Questi attributi, ampiamente descritti in opere letterarie e storiche, vengono anche portati sulla scena del teatro greco e rappresentati figurativamente: sono noti alcuni vasi dipinti che rappresentano scene di lotta tre greci e persiani o di vita quotidiana in alcune popolazioni straniere. Decorati e vestiti di ornamenti e abiti esotici, gli stranieri vengono rappresentati con la pelle bianca, colore che nelle ceramiche raffiguranti protagonisti greci era usato per i volti delle donne.
Queste peculiarità e la “predisposizione” all’essere comandati venivano però attribuiti a fattori climatici: indipendenti dalla volontà del singolo, erano favorite da un clima caldo e ostile che induceva tutti all’ozio, all’ignavia. I pochi che conservavano forza e capacità di azione, nonostante gli usi e costumi distanti e a tratti riprovevoli, riuscivano facilmente a imporsi sugli altri come monarchi o tiranni.
Questa rappresentazione era inoltre necessaria per esorcizzare i timori e configurare la civiltà greca essenzialmente come civiltà della polis: l’identità greca si fonda sull’essere cittadino, polites libero di fronte allo stato, laddove il barbaro ne è schiavo in un rapporto di sottomissione, non di partecipazione e integrazione.
È dunque a causa dei conflitti se le città si chiudono verso l’esterno: nei confronti del barbaro ma anche dello xenos, lo straniero di stirpe greca.
Il tramonto della polis a riproporrà le condizioni per l’apertura e l’incontro con realtà differenti: nel periodo ellenistico lo stato di omologazione, determinato dal comune stato di sudditanza rispetto al sovrano, promuoverà l’integrazione tra uomini di origine diversa.

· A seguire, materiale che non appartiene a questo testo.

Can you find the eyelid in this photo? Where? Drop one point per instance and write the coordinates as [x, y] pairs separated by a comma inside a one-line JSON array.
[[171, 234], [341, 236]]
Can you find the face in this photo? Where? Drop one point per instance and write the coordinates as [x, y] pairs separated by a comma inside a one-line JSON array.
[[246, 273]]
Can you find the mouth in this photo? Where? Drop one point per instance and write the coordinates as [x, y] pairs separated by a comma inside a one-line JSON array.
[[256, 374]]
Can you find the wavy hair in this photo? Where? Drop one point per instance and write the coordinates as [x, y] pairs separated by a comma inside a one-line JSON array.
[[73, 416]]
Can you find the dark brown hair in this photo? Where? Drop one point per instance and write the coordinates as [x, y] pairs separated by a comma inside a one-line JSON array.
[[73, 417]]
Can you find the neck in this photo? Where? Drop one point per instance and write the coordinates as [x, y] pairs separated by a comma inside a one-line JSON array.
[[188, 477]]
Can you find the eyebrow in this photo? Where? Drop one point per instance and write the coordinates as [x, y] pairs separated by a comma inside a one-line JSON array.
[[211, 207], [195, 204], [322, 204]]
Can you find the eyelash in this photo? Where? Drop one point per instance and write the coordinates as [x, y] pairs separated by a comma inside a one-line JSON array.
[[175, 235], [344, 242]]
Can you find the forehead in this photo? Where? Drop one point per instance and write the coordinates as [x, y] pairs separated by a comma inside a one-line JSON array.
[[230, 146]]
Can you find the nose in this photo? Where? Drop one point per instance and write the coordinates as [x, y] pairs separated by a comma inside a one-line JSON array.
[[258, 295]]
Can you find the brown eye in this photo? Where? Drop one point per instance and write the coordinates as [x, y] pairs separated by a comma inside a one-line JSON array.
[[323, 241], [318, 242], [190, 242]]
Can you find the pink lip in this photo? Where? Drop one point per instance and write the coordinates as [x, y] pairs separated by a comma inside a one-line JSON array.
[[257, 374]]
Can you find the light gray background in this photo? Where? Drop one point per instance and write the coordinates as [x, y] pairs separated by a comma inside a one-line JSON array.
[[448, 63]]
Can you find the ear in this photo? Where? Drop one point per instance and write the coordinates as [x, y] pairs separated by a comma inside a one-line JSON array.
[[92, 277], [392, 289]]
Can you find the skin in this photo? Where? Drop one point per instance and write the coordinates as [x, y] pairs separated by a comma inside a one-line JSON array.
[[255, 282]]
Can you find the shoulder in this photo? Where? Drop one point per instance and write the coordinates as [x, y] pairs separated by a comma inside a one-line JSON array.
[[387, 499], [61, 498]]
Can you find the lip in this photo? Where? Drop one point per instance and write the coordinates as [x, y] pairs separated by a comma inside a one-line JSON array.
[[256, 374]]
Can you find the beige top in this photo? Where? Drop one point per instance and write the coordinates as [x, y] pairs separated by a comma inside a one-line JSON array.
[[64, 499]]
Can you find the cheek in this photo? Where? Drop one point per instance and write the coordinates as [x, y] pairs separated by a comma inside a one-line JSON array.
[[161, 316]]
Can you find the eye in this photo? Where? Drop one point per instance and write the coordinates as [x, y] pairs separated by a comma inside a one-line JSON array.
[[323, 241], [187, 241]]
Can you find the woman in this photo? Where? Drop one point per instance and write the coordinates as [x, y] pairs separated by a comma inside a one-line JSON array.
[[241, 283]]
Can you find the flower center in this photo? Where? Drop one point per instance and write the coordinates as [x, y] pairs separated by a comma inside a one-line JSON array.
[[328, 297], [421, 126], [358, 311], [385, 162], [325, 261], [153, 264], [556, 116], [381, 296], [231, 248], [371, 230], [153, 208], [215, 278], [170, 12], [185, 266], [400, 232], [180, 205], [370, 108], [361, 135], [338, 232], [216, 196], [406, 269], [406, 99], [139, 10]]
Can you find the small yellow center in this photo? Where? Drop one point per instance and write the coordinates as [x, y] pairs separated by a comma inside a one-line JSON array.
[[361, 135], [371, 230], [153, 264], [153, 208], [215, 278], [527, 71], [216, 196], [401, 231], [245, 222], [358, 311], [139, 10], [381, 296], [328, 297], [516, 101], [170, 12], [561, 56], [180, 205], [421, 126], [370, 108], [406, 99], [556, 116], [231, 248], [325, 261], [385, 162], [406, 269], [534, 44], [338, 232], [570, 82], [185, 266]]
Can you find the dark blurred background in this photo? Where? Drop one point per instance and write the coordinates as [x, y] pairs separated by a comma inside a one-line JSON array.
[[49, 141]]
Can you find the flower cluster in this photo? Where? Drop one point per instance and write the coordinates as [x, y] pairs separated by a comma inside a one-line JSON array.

Saranno poi i Romani a riprendere il termine in senso dispregiativo, ispirandosi all’ideologia della Grecia arcaica (mondo al quale si sentivano affini, disprezzando invece il contemporaneo ellenismo) per poi applicarlo ai propri avversari. Ed è così che il termine arriva fino alla modernità, per cui evoca uomini nerboruti dagli elmi cornuti piuttosto che raffinati e persiani “molli”.